Effectivement, cette journée était bien mal embarquée et puis... Grâce à votre mère, la salle de bain est quasiment terminée (avez-vous pensé à la remercier ?). Grâce à Karl, les enfants ont passé une super journée et vous avez pu tranquillement faire votre interview, écrire votre article et l’envoyer. Grâce à... Cynthia, votre voiture a été remorquée proprement chez un garagiste qui vous appellera demain matin. Bref, un sentiment de profond soulagement a pu progressivement vous envahir. Se faire aider...
Ah oui, le mail de remerciement... « Encore cinq minutes et il aura été plus long à écrire que la rubrique sur Claude Lestang. » Pourquoi est-ce si compliqué ?

Comme pour commencer un article, vous laissez venir les idées dans le désordre... Karl vous a aidée... Vous avez été impressionnée de découvrir ce dont il était capable... Vous êtes seule, les enfants dorment, et il doit être avec Cynthia... Vous n’aimeriez pas qu’il ait un enfant avec elle... Les garçons ont vraiment été contents de le voir... Avec la fermeture du centre de vacances, vous allez sûrement avoir encore besoin de lui dans les jours qui viennent... Votre mère vous a déjà prévenue qu’elle ne serait pas disponible demain et après-demain... Elle vous a quand même conseillé de montrer les enfants à un médecin... La voiture ne sera sûrement pas prête avant trois jours... Avec les garçons et le boulot...

Bon, quel bilan de tout ça ? Vous quittez votre bureau pour vous rendre silencieusement dans votre nouvelle salle de bain. Elle est superbe, même dans la pénombre. Elle sent encore l’enduit et le plâtre frais. Elle est exactement comme vous le souhaitiez. Vous vous asseyez sur le carrelage.

« Je savais ce que je voulais... et je l’ai obtenu.

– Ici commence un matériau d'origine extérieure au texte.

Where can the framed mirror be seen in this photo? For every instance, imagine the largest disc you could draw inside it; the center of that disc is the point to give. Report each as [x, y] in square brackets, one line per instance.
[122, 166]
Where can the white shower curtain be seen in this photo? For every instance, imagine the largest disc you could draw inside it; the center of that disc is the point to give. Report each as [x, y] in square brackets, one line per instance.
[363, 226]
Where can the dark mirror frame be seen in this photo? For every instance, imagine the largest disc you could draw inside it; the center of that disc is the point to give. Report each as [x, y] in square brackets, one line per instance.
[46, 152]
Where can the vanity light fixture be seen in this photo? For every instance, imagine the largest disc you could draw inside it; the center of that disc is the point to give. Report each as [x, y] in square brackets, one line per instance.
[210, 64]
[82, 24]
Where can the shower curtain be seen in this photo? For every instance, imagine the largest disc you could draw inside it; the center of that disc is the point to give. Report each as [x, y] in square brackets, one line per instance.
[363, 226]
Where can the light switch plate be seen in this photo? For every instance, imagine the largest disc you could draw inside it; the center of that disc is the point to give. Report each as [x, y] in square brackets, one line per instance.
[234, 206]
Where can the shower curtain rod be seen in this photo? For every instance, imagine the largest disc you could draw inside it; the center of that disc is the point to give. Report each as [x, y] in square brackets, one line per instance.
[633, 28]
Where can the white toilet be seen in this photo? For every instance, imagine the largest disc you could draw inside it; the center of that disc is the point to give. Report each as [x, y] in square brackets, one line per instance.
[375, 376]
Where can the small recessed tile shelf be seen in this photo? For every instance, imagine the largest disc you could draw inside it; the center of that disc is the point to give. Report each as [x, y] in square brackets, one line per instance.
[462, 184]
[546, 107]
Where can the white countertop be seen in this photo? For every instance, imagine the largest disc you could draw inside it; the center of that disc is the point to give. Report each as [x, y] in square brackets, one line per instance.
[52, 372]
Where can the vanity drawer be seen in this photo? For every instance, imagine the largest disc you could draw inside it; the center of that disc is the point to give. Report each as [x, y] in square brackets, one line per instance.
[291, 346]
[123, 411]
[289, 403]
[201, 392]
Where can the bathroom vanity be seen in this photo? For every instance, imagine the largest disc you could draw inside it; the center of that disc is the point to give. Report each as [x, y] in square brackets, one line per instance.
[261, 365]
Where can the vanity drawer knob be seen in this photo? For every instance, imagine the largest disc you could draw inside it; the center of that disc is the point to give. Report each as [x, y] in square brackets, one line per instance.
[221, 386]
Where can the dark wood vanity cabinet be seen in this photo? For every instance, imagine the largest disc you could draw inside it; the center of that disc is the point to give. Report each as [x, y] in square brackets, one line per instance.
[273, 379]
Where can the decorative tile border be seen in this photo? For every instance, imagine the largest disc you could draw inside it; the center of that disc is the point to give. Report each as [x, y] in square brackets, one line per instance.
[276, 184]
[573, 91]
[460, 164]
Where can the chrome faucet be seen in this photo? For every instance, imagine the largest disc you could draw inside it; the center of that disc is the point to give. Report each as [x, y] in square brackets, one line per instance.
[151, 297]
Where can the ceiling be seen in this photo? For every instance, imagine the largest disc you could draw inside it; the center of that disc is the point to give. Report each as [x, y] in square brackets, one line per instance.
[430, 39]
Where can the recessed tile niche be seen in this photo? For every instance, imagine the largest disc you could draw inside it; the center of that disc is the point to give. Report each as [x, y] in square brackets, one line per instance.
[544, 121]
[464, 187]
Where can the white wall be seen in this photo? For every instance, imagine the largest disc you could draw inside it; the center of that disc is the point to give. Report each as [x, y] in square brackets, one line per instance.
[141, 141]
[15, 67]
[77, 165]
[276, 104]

Peut-être que je ne m’intéresse pas assez à ce que veulent les autres. Peut-être que je ne savais pas ce que voulait Karl. Il voulait construire de belles choses mais je ne voulais pas être sa secrétaire... Ça a marché entre nous tant que nos projets sont restés des projets. Et puis... il n’y a pas eu assez de place pour réaliser les projets de tout le monde. Il y a d’abord eu les miens. Et puis les enfants. On était déjà à bloc et lui voulait quelque chose de plus. J’ai pris ça pour... Je ne sais pas. » Vous retournez doucement à votre ordinateur et, sans le relire une énième fois, vous envoyez le message de remerciement. Il est 22h15.

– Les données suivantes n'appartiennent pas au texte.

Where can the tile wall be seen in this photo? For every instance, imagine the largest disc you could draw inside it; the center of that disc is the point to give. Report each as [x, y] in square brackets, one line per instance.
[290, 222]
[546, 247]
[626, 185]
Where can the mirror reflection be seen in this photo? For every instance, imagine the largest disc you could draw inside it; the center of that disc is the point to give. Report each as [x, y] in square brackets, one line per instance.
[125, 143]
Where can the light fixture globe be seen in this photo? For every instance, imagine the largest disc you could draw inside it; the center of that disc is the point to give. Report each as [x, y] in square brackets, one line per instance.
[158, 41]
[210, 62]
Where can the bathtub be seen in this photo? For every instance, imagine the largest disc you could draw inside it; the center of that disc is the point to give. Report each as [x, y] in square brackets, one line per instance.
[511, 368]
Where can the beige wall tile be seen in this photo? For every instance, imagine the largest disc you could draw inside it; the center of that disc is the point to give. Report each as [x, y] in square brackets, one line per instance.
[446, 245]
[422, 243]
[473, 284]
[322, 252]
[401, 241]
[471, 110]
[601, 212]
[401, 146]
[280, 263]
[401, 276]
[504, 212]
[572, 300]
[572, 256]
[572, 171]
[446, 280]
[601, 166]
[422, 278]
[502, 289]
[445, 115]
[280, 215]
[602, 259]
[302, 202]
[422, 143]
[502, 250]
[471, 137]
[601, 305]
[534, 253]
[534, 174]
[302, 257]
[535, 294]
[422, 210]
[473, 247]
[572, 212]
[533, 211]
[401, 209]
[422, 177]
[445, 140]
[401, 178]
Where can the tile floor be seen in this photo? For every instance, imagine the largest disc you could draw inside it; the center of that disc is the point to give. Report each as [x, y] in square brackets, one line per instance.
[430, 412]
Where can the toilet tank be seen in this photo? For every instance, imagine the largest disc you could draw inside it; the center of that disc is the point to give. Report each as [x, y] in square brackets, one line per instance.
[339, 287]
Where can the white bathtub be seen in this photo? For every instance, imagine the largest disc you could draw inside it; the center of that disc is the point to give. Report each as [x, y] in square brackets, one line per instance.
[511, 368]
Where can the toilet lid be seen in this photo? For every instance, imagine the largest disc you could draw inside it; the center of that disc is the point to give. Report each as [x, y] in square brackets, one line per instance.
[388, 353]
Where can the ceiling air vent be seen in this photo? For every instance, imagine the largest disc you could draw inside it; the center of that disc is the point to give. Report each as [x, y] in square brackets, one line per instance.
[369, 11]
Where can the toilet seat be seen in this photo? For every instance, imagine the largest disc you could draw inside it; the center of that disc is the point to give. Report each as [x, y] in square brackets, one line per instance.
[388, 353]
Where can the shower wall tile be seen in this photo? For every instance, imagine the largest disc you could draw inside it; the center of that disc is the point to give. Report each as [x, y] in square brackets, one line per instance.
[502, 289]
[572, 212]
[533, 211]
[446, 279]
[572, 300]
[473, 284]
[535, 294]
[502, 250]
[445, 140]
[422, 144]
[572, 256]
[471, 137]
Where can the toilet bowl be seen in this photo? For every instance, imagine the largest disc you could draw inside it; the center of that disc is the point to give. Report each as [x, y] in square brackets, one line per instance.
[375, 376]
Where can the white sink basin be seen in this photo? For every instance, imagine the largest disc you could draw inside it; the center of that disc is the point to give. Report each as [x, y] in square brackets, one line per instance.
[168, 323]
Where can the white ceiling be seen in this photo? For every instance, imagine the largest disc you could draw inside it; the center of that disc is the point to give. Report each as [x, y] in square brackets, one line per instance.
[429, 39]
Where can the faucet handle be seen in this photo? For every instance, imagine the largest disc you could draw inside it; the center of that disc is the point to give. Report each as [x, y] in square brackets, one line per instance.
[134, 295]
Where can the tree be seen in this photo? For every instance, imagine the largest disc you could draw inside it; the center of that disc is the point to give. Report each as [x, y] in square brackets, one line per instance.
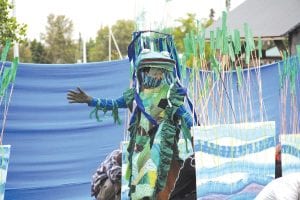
[60, 47]
[122, 31]
[38, 52]
[98, 49]
[186, 26]
[9, 27]
[227, 4]
[211, 14]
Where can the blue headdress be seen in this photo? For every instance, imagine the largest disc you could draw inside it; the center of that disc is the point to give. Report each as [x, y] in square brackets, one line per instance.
[156, 49]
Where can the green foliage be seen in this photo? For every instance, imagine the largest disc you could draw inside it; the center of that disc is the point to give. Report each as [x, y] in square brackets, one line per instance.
[60, 47]
[38, 52]
[10, 29]
[98, 49]
[186, 25]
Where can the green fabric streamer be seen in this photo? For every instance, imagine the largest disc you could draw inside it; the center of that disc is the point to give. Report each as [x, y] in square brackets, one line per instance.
[237, 42]
[280, 76]
[14, 69]
[5, 81]
[219, 39]
[129, 97]
[231, 52]
[186, 133]
[5, 51]
[250, 45]
[298, 51]
[293, 76]
[187, 46]
[216, 66]
[168, 132]
[183, 64]
[212, 43]
[224, 34]
[259, 46]
[239, 75]
[144, 155]
[115, 114]
[201, 39]
[193, 44]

Vous pensez à la conversation que vous avez eu avec lui dans la voiture, après vous être arrêtés dans le cottage. Il vous a décrit tout le projet : l’idée de départ, le lieu, la compétition pour décrocher le projet, les nuits de travail, le soutien de... Cynthia puis les dessins, le matériel utilisé, les équipes, le chantier... Il était tellement content qu’il avait du mal à tenir le volant. Quand vous étiez jeune, c’était bien le type d’homme que vous vouliez épouser. Créatif, ambitieux... « Oui mais, pour vivre avec lui, il aurait fallu être Cynthia : entièrement dévouée, admirative... Et ça, quand même... je ne l’avais pas prévu. » Les enfants dorment, autant se dire que tout va bien et aller se coucher.

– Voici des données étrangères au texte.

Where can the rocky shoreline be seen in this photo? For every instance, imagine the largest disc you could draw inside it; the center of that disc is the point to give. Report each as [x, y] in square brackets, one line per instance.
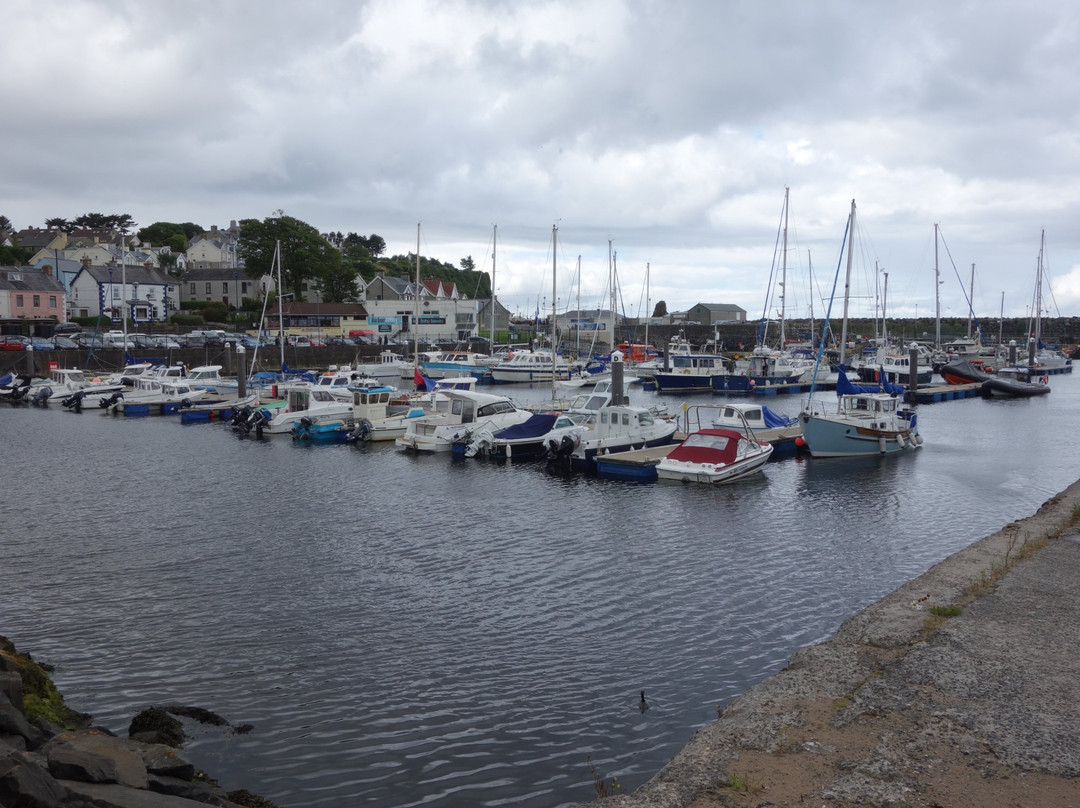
[959, 689]
[51, 756]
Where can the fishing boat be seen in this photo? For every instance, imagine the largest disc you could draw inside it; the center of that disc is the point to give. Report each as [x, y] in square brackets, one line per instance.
[781, 431]
[714, 456]
[613, 429]
[458, 414]
[864, 420]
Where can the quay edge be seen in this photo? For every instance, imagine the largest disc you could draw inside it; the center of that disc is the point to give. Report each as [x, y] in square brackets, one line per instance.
[900, 708]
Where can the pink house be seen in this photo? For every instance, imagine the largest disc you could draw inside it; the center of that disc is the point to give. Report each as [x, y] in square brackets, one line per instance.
[28, 293]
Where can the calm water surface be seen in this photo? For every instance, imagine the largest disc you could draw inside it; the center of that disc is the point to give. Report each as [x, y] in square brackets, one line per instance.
[408, 631]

Vous regardez votre messagerie avant d’éteindre votre ordinateur. Tiens, un message de Claude Lestang. Encore un exemple d’homme créatif et ambitieux mais qui ne doit pas vraiment avoir le temps de... « Ah ? Une invitation à dîner... Mais c’est que l’interview a dû se passer encore mieux que je ne l’avais cru... Les affaires reprennent, ma vieille ! Règle n°1 : je lui répondrai demain matin. »

Et le message d’Alixia qui, comme d’habitude, a envoyé ce matin sa rubrique Horoscopie à toutes les copines juste après l’avoir rédigée, au cas où ses prédictions soient ensuite retouchées par le rédac’ chef (tous les journalistes savent que, parfois, la vérité dérange...). Ah ? Et un petit remerciement chaleureux qui vient d’arriver de la part de Karl qui espère que... « Décidément, quelle journée ! Allez, bonne nuit les mecs ! Je vais me coucher pour être en forme demain matin. »

Pour une fois - enfin presque - vous recherchez un des anciens mails d’Alixia (celui d’il y a deux semaines) pour voir de quelle manière la journée d’aujourd’hui était inscrite dans le ciel. « Une dernière petite curiosité avant d’aller dormir. » Il est presque 22h30, vous êtes épuisée mais, n’oubliez pas, vous êtes Taureau.